Comparing two representation of $A$, we must have $\lambda_1=\mu_1,$ $\alpha_1=\beta_1.$ And then $x_{1,\lambda_1+1}=y_{1,\mu_1+1},\cdots.$ WLOG, assume $\lambda_2\le \mu_2,$ we have similar equality until $x_{1,\lambda_2-1}=y_{1,\lambda_2-1}.$ If $\lambda_2<\mu_2,$ we have $\alpha_2=y_{1,\lambda_2}\beta_1=y_{1,\lambda_2}\alpha_1.$ However, $B_1P_1^{-1}$ is of full column rank. This contradicts that $\{\alpha_1,\cdots,\alpha_r\}$ is linear independent.

So if $\lambda_i=\mu_i,$ $\alpha_i=\beta_i,$ $x_{j,\lambda_i+t}=y_{j,\mu_i+t}$ for all $i\le k-1,$ $j\le i,$ $\lambda_i+t\le \min\{\lambda_{i+1},\mu_{i+1}\}-1.$ By linear independence of $\{\alpha_1,\cdots,\alpha_{k}\},$ similarly we can prove that $\lambda_k=\mu_k$ first, and then $\alpha_k=\beta_k.$ Still by linear independence, $x_{i,\lambda_{k}+t}=y_{i,\mu_k+t}$ for all $j\le k,$ $\lambda_k+t\le \min\{\lambda_{k+1},\mu_{k+1}\}-1.$

Let $\lambda_{r+1}=\mu_{r+1}=n+1$. By conduction, we now have $P_1C_1=P_2C_2,$ $B_1P_1^{-1}=B_2P_2^{-1}.$ So let $P=P_2^{-1}P_1,$ it fulfills the condition.
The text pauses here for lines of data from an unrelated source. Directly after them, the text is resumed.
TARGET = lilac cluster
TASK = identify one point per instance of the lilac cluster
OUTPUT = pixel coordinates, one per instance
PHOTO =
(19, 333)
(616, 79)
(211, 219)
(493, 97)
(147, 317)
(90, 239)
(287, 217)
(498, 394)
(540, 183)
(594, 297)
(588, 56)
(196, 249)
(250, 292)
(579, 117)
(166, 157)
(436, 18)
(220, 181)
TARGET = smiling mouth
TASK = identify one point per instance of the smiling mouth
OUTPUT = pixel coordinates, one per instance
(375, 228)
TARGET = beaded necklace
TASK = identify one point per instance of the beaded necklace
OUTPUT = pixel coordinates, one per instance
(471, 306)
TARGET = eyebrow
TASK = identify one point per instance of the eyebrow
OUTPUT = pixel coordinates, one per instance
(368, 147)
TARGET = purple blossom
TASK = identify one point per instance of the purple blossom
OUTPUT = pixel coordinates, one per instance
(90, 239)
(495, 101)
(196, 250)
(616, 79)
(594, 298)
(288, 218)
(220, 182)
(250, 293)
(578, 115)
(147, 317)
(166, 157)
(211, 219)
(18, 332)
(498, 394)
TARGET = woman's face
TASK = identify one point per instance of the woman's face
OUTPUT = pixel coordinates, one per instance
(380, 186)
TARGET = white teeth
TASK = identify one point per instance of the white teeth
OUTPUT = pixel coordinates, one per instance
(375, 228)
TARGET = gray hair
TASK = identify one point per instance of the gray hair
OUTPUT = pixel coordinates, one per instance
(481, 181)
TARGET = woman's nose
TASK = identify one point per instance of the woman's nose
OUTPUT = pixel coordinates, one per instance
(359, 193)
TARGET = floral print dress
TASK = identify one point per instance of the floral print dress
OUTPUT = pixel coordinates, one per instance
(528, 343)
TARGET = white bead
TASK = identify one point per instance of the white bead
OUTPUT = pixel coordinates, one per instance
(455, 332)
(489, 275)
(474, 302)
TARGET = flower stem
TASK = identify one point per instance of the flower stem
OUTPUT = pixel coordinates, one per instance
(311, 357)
So now we know the structure of full rank decomposition clearly, although it may not be as useful as other decompositions. However, it's still a good exercise for students who just contact linear algebra, as it only uses elementary method.